Spring breakup on the Alaska Highway, ca. 1946-1960
Spring breakup on the Alaska Highway, ca. 1946-1960 (Photo by U.S. Army Engineer District, Alaska. Anchorage Museum, Cook Inlet Historical Society Collection, B1962.x.15.8)

The Alaska Highway has been a work in progress for the past 75 years. Paving of the entire Alaska section of the highway was completed in the 1960s. Permafrost, floods, fires and earthquakes have all left their marks on the road. Work will continue into the future as additional passing lanes, adjustment of road curves for increased safety and the replacement of the original steel bridges bring the road up to 21st century standards. The ever changing environmental conditions and transportation needs will continue to shape the future path of the Alaska Highway.
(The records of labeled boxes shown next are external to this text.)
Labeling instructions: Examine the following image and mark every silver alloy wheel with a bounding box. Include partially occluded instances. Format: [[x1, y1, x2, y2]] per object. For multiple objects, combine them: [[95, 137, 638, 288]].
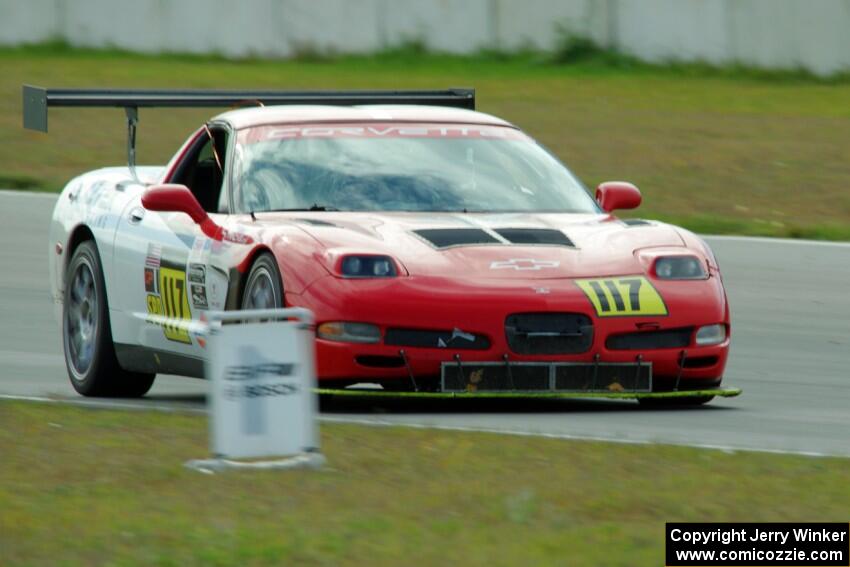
[[242, 266, 278, 309], [65, 258, 98, 380]]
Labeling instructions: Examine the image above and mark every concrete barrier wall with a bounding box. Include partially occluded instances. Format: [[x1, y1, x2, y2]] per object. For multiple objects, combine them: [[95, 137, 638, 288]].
[[0, 0, 850, 75]]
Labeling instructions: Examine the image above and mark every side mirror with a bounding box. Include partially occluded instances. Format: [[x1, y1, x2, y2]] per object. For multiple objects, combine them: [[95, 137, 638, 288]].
[[596, 181, 641, 213], [142, 183, 222, 240]]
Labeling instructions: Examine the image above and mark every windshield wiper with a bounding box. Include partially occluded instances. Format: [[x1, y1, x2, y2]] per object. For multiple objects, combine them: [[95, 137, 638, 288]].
[[264, 203, 339, 213]]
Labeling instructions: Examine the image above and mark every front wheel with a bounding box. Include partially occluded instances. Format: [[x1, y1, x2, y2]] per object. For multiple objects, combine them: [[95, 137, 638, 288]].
[[242, 252, 283, 309], [62, 241, 156, 398]]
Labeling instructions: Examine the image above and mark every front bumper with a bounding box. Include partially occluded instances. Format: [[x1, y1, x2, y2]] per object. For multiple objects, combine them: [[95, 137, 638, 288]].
[[287, 276, 729, 390]]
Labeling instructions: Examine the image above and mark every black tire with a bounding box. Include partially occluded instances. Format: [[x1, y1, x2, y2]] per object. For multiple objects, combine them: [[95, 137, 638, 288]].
[[240, 252, 284, 309], [62, 240, 156, 398], [638, 396, 715, 408]]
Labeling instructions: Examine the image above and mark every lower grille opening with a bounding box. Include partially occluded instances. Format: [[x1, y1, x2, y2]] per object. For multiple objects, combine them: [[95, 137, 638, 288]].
[[354, 355, 404, 368], [682, 356, 717, 368], [605, 327, 694, 350], [505, 313, 593, 354], [442, 362, 652, 392], [384, 329, 490, 350]]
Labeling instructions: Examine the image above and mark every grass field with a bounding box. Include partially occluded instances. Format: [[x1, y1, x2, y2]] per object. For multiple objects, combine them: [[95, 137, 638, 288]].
[[0, 47, 850, 239], [0, 402, 850, 567]]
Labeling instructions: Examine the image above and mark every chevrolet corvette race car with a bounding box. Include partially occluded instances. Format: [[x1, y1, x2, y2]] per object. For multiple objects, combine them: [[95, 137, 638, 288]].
[[24, 86, 730, 403]]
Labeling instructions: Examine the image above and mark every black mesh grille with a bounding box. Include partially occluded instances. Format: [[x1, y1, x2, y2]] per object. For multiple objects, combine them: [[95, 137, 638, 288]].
[[505, 313, 593, 354], [496, 228, 573, 246], [413, 228, 499, 248], [605, 327, 693, 350], [555, 364, 652, 392], [442, 362, 652, 393], [443, 363, 549, 392], [384, 329, 490, 350]]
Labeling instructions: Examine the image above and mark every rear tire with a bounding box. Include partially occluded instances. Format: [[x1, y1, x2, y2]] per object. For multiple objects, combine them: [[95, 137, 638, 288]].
[[62, 240, 156, 398]]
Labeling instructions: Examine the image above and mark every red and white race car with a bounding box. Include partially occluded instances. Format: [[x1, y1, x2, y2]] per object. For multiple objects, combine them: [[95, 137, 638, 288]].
[[24, 87, 729, 403]]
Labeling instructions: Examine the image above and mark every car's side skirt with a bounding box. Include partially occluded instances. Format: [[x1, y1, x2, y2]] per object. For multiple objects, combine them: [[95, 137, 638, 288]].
[[115, 343, 204, 378]]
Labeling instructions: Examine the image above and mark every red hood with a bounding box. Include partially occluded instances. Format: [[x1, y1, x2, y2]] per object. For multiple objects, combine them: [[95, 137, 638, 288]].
[[252, 212, 685, 279]]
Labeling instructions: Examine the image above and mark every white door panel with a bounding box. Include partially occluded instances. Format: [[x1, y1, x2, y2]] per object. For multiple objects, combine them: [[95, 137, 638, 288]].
[[114, 201, 227, 358]]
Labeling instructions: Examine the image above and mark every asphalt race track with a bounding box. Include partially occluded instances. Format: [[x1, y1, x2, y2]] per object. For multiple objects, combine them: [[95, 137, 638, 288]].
[[0, 192, 850, 456]]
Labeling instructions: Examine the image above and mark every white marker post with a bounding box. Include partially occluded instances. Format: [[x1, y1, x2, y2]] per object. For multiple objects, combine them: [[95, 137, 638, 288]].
[[186, 308, 324, 472]]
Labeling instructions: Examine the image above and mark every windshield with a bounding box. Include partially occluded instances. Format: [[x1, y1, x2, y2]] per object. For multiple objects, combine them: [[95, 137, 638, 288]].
[[234, 123, 598, 213]]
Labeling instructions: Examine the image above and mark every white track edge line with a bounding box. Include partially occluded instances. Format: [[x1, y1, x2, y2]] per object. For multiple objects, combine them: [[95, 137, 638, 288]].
[[0, 394, 836, 459]]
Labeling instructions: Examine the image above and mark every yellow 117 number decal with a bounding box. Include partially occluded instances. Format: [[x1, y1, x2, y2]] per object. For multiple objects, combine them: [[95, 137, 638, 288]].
[[576, 276, 667, 317], [148, 267, 192, 344]]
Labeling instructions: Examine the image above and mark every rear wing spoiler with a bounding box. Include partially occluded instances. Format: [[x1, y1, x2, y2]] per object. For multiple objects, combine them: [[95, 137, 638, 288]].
[[23, 85, 475, 176]]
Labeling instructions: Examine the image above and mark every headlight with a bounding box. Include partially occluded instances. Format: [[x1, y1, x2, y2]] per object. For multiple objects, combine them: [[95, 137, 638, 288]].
[[653, 256, 708, 280], [697, 325, 726, 346], [340, 256, 398, 278], [316, 321, 381, 343]]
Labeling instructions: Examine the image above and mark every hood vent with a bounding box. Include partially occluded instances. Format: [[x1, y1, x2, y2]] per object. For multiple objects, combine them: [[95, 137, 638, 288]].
[[496, 228, 575, 246], [292, 219, 336, 226], [413, 228, 499, 248], [620, 219, 652, 226], [413, 228, 575, 248]]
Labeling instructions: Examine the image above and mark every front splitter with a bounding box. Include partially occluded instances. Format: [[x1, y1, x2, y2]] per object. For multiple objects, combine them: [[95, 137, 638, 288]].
[[315, 387, 743, 400]]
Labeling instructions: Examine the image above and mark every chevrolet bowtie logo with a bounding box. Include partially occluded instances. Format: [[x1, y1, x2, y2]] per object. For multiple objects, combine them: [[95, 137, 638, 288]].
[[490, 258, 561, 270]]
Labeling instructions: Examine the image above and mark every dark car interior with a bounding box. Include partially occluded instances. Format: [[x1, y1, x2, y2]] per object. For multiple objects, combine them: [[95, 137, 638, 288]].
[[171, 128, 227, 213]]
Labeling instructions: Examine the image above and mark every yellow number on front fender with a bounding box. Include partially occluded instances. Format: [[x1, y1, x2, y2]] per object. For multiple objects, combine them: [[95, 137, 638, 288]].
[[576, 276, 667, 317]]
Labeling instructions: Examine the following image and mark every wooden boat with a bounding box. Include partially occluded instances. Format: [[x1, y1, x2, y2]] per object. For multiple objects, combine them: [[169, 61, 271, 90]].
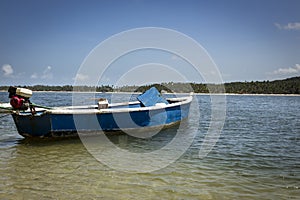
[[0, 87, 192, 137]]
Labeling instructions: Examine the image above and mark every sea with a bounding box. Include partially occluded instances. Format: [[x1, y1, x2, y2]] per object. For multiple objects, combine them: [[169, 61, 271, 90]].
[[0, 92, 300, 200]]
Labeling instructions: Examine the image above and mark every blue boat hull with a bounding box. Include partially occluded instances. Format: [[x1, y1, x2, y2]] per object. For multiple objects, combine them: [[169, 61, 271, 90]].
[[12, 97, 191, 137]]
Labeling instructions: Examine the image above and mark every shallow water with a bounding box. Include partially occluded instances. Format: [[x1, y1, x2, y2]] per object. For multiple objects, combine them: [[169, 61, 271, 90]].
[[0, 92, 300, 199]]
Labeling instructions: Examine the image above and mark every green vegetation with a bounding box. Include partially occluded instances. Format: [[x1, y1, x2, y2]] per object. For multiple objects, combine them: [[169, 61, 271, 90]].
[[0, 77, 300, 94]]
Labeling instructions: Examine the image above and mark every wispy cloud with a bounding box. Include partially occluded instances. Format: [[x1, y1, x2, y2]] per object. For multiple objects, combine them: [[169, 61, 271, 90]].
[[274, 22, 300, 30], [30, 66, 53, 80], [73, 74, 89, 81], [2, 64, 14, 76], [271, 64, 300, 76]]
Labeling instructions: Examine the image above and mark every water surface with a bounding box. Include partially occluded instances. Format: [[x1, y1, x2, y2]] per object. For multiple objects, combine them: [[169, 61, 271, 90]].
[[0, 92, 300, 199]]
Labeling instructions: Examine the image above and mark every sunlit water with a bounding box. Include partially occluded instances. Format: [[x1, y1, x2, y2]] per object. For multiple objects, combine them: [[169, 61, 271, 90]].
[[0, 93, 300, 199]]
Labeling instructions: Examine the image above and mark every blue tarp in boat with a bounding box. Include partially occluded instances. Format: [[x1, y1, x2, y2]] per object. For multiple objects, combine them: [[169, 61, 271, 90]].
[[137, 87, 169, 107]]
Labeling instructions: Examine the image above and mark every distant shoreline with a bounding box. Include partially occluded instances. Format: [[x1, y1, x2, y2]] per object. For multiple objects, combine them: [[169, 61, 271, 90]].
[[0, 76, 300, 96], [0, 90, 300, 97]]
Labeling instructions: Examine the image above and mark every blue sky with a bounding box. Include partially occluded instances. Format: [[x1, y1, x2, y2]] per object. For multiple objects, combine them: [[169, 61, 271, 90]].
[[0, 0, 300, 85]]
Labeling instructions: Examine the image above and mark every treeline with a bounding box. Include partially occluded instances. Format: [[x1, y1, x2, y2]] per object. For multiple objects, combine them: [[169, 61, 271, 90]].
[[118, 77, 300, 94], [0, 77, 300, 94]]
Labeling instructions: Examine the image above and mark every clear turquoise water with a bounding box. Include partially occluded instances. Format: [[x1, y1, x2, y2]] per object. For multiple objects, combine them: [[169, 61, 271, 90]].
[[0, 93, 300, 199]]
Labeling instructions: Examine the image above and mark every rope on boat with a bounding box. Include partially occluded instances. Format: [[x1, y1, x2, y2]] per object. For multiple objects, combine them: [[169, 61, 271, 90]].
[[0, 113, 10, 119]]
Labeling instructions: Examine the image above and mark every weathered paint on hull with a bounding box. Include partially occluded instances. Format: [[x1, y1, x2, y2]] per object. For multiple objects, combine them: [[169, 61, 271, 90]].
[[12, 103, 190, 137]]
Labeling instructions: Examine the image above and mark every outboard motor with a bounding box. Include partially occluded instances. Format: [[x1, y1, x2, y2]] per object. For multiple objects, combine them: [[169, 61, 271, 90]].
[[8, 86, 35, 113]]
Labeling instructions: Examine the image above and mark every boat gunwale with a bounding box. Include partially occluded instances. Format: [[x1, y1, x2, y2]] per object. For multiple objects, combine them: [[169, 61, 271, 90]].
[[45, 96, 193, 114]]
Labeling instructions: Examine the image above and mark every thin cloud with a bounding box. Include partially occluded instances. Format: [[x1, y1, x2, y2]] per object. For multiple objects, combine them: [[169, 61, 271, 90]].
[[41, 66, 53, 79], [74, 74, 89, 81], [271, 64, 300, 75], [30, 66, 53, 79], [274, 22, 300, 30], [2, 64, 14, 76]]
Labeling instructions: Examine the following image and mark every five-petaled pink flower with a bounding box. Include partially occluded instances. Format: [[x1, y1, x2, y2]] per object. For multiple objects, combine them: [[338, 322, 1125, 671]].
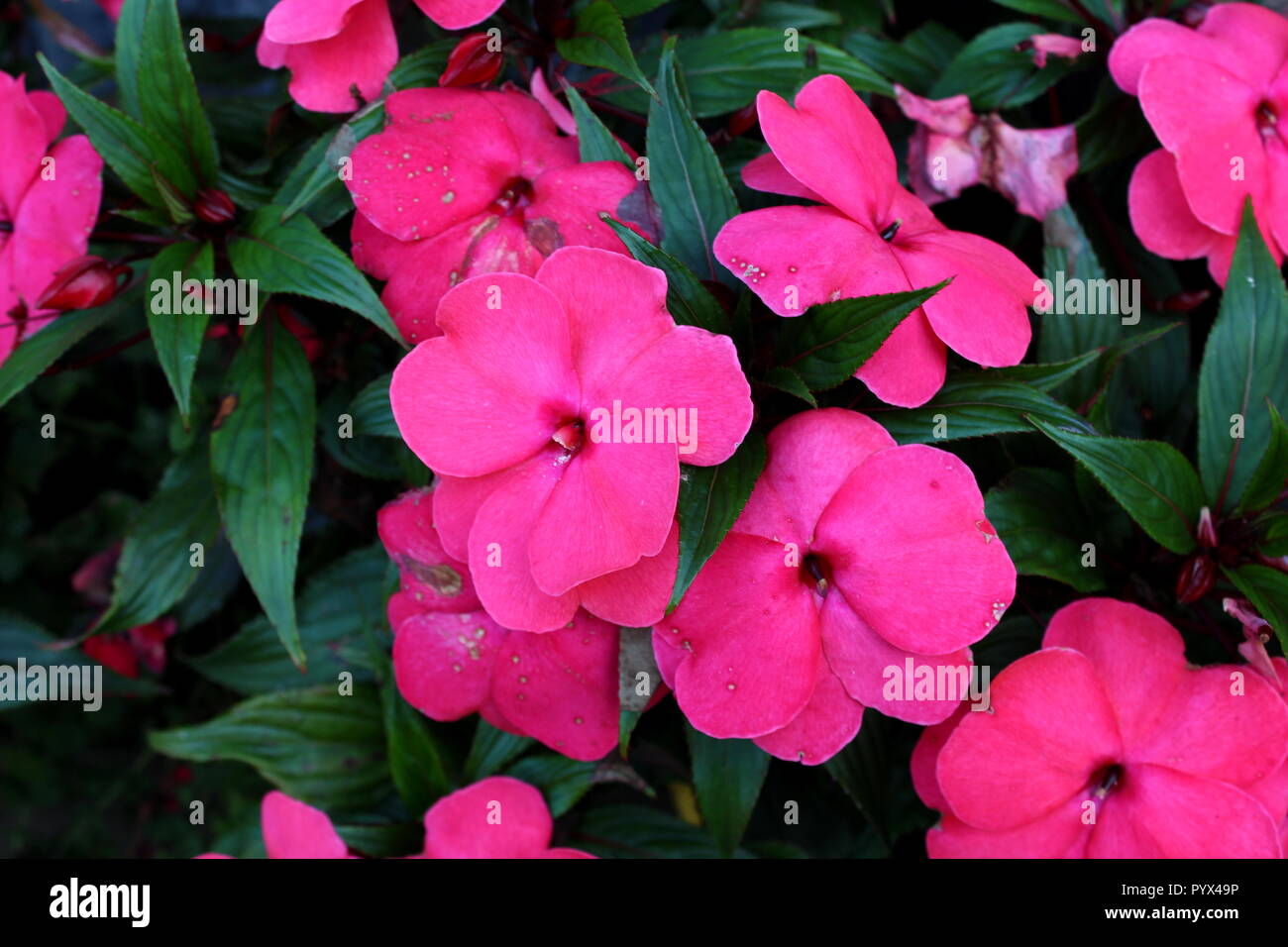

Although the Alaska Highway of today might not physically resemble the pioneer road, it still serves its original purpose of providing a land-based connection to move goods and people between Alaska and the 48 contiguous United States.

Responsibility for the road has moved from Public Roads Administration and the Bureau of Public Roads when Alaska was a territory to the Alaska Department of Highways upon statehood in 1959 working under the Federal Highway Administration in 1967 and now to the current Alaska Department of Transportation and Public Facilities (DOT&PF). With funds from the Federal Highway Administration (FHWA), DOT&PF is now charged with the maintenance and repairs of the Alaska Highway. It is part of our mission to keep Alaska moving through service and infrastructure on the Alaska Highway for the next 75 years and beyond.